No matter how they stepped through the door however, by the time the school day came to an end I think that both our students and their parents made their way home feeling good about their days and their choices.
Kenneth Gordon is a school of second choice. To be honest, there are probably no parents or children who enter the school system with a burning desire to attend KGMS. Some other school had the privilege of being their first choice.
First choice schools are picked for a number of reasons: they are close to home; or they have status or a larger than life reputation in the community; or they are where Mom or Dad or Grandma or Grandpa went to school. Whatever the reason, we parents often select the first choice school for our child with less thought and research than we give to buying a new car!
Students arrive at Kenneth Gordon because those first choices didn’t work. This time, parents have done their homework. They have listened to learning specialists; they have researched their options; and they have made an informed choice that they believe will be a good fit for their child. That is the way that every enrolment decision should be made, and that is why, at KGMS, we are proud to be a school of second choice.
Many of the students that I have worked with over the years have come to me with the same story. They tell me how they just can’t learn. They say that no matter what their teachers taught them, they couldn’t master it.
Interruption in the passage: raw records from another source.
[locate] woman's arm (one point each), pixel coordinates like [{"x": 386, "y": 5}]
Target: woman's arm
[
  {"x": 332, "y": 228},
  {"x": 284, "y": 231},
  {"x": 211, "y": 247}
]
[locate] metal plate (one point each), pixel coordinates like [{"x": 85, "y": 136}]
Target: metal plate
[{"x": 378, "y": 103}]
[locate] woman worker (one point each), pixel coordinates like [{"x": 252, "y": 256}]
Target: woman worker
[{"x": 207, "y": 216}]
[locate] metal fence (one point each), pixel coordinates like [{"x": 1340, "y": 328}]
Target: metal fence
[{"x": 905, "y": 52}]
What did that say about them as a learner, or as a person? When I get those kinds of questions, I always think of a quote by the American educational critic Neil Postman who wrote in one of his books: Building a Bridge to the 18th Century that hearing a teacher say to a student, “I taught you that concept, you just didn’t learn it” is as absurd as hearing a car salesperson say to a customer “I sold you that car, you just didn’t buy it!”
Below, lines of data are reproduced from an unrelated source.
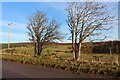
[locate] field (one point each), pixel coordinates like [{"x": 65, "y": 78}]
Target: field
[{"x": 59, "y": 56}]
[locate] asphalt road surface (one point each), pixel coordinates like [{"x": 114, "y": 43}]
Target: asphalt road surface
[{"x": 18, "y": 70}]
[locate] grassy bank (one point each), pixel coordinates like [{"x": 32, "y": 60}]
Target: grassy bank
[
  {"x": 53, "y": 61},
  {"x": 60, "y": 57}
]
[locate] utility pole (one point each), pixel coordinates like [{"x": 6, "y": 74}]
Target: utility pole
[{"x": 9, "y": 24}]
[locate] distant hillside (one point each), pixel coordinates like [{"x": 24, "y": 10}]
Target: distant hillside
[{"x": 95, "y": 47}]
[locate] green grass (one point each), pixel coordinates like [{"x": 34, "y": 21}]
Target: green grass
[{"x": 60, "y": 57}]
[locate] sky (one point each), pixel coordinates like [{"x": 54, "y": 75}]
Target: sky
[{"x": 18, "y": 13}]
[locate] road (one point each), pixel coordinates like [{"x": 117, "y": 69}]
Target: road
[{"x": 18, "y": 70}]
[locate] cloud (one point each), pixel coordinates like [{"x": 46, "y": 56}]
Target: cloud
[
  {"x": 16, "y": 25},
  {"x": 13, "y": 35}
]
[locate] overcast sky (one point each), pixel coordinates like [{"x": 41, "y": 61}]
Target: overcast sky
[{"x": 18, "y": 12}]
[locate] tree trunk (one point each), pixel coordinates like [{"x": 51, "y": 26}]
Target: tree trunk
[
  {"x": 75, "y": 46},
  {"x": 79, "y": 51},
  {"x": 73, "y": 49},
  {"x": 35, "y": 49},
  {"x": 38, "y": 48}
]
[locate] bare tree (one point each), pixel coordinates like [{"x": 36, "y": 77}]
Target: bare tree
[
  {"x": 41, "y": 31},
  {"x": 89, "y": 20}
]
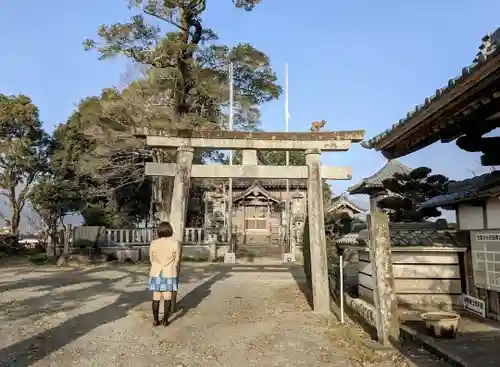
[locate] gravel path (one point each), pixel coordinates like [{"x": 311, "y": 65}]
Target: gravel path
[{"x": 241, "y": 316}]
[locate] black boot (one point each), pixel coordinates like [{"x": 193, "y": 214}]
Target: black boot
[
  {"x": 156, "y": 313},
  {"x": 167, "y": 307},
  {"x": 174, "y": 302}
]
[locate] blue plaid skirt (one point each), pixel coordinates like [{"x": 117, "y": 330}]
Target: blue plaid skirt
[{"x": 163, "y": 284}]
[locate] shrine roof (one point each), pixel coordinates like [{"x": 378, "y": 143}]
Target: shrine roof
[
  {"x": 456, "y": 100},
  {"x": 254, "y": 189},
  {"x": 479, "y": 187},
  {"x": 375, "y": 181},
  {"x": 340, "y": 200}
]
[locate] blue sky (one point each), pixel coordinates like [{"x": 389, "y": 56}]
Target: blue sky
[{"x": 359, "y": 64}]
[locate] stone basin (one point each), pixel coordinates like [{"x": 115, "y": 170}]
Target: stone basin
[{"x": 441, "y": 324}]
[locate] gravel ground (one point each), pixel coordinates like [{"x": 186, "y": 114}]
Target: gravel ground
[{"x": 246, "y": 315}]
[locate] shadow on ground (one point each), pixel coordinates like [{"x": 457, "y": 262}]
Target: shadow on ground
[{"x": 129, "y": 288}]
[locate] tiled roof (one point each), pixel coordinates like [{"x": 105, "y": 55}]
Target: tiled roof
[
  {"x": 340, "y": 200},
  {"x": 255, "y": 189},
  {"x": 375, "y": 181},
  {"x": 472, "y": 188},
  {"x": 407, "y": 238},
  {"x": 489, "y": 48}
]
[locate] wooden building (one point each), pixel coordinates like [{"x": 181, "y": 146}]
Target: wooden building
[
  {"x": 464, "y": 111},
  {"x": 477, "y": 207},
  {"x": 259, "y": 216}
]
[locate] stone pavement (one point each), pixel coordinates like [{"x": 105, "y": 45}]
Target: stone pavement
[{"x": 243, "y": 315}]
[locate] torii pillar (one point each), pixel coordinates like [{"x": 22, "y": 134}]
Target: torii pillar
[
  {"x": 180, "y": 194},
  {"x": 317, "y": 237}
]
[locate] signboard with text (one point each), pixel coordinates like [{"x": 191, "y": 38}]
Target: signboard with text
[{"x": 474, "y": 305}]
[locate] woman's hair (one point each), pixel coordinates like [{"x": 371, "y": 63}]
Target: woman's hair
[{"x": 165, "y": 230}]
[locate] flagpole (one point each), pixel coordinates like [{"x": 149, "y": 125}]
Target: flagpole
[
  {"x": 287, "y": 162},
  {"x": 230, "y": 189}
]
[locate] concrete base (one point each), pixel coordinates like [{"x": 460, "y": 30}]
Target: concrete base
[
  {"x": 230, "y": 258},
  {"x": 288, "y": 258}
]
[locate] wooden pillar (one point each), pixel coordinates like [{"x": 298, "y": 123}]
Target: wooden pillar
[
  {"x": 384, "y": 294},
  {"x": 180, "y": 193},
  {"x": 317, "y": 238}
]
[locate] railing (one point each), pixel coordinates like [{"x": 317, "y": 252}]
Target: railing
[{"x": 143, "y": 236}]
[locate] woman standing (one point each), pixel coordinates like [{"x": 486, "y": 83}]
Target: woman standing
[{"x": 164, "y": 255}]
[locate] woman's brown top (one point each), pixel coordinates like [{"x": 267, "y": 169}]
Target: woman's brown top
[{"x": 164, "y": 255}]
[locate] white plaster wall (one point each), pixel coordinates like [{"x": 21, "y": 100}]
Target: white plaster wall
[
  {"x": 470, "y": 217},
  {"x": 493, "y": 213}
]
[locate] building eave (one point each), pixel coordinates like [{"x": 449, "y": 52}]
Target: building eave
[
  {"x": 374, "y": 182},
  {"x": 484, "y": 71}
]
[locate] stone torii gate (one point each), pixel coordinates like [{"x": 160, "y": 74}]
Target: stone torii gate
[{"x": 313, "y": 143}]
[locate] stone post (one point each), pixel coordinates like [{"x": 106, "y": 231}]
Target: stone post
[
  {"x": 317, "y": 239},
  {"x": 374, "y": 198},
  {"x": 180, "y": 193},
  {"x": 384, "y": 294}
]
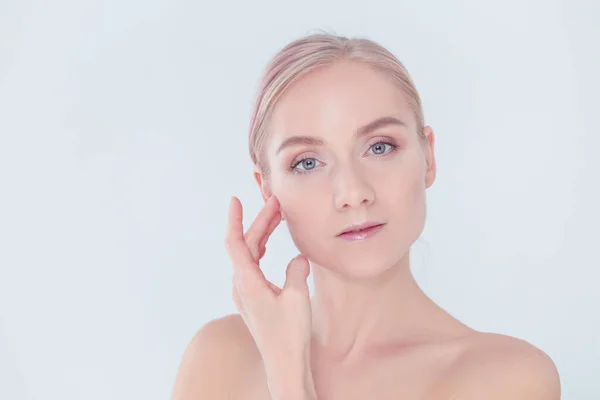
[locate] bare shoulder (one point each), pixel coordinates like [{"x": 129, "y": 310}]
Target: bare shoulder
[
  {"x": 214, "y": 359},
  {"x": 495, "y": 366}
]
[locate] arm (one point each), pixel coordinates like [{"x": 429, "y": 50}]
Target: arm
[
  {"x": 210, "y": 362},
  {"x": 507, "y": 369}
]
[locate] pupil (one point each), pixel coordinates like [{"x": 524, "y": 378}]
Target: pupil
[{"x": 308, "y": 163}]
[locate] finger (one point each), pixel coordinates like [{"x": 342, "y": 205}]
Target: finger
[
  {"x": 296, "y": 274},
  {"x": 241, "y": 257},
  {"x": 265, "y": 223},
  {"x": 262, "y": 244}
]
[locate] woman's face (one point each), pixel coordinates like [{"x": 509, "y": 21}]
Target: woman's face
[{"x": 328, "y": 177}]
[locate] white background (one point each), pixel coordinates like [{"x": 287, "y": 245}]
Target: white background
[{"x": 123, "y": 134}]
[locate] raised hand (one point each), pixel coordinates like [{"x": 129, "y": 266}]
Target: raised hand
[{"x": 279, "y": 319}]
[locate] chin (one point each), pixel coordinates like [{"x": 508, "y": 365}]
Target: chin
[{"x": 360, "y": 264}]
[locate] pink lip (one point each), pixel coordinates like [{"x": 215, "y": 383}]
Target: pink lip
[{"x": 362, "y": 231}]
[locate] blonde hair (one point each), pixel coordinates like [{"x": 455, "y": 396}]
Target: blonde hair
[{"x": 312, "y": 51}]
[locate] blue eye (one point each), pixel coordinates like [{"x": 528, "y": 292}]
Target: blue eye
[
  {"x": 380, "y": 148},
  {"x": 307, "y": 164}
]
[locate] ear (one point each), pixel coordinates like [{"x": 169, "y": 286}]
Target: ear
[
  {"x": 265, "y": 190},
  {"x": 261, "y": 183},
  {"x": 430, "y": 173}
]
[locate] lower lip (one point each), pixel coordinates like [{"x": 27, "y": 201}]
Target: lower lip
[{"x": 362, "y": 234}]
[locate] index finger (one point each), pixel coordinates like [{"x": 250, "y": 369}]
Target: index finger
[{"x": 241, "y": 257}]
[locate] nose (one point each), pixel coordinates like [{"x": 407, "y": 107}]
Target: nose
[{"x": 352, "y": 189}]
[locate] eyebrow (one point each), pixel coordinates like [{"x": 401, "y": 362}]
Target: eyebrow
[{"x": 361, "y": 131}]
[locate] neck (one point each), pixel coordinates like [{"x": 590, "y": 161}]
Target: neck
[{"x": 351, "y": 317}]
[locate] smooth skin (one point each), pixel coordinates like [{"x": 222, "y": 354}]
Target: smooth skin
[{"x": 369, "y": 331}]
Clearly if a customer doesn’t buy the car, than the technique of the salesperson wasn’t up to the task of selling to that particular customer, in other words, they didn’t “sell” it – it is hardly the buyer’s fault if she or he didn’t buy. The same holds true for teachers and students. If the strategies employed by the teacher, fail to meet the needs of the learner, than it is the teacher that needs to go back to the drawing board, not the student. If a student doesn’t learn it, then you didn’t teach it!
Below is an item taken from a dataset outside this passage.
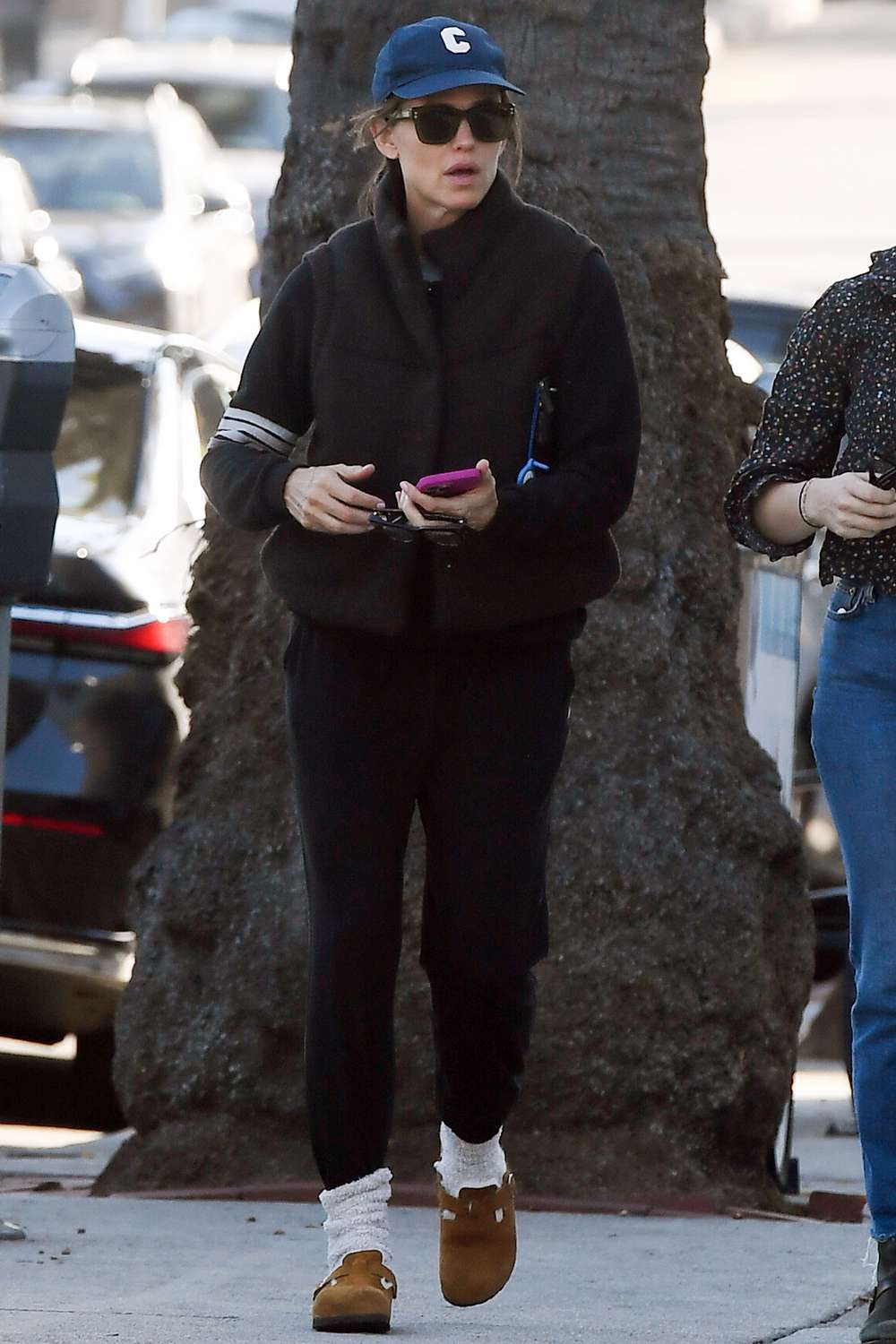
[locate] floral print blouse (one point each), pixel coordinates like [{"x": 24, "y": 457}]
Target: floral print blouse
[{"x": 833, "y": 403}]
As long as first choice schools continue to struggle to meet those needs, there will be an important place for second choice schools like Kenneth Gordon. But, if in some ways we are like no other school, in others, we are exactly the same!
On Wednesday when those floodgates opened and that sea of shining faces streamed in, the energy level was palpable and the excitement – electric! Staff members and students alike were genuinely thrilled to see one another after two long months apart.
It’s a funny thing, as much as I love summer, each fall when I experience first-hand the joy of learning once again, I remember that I love September even more!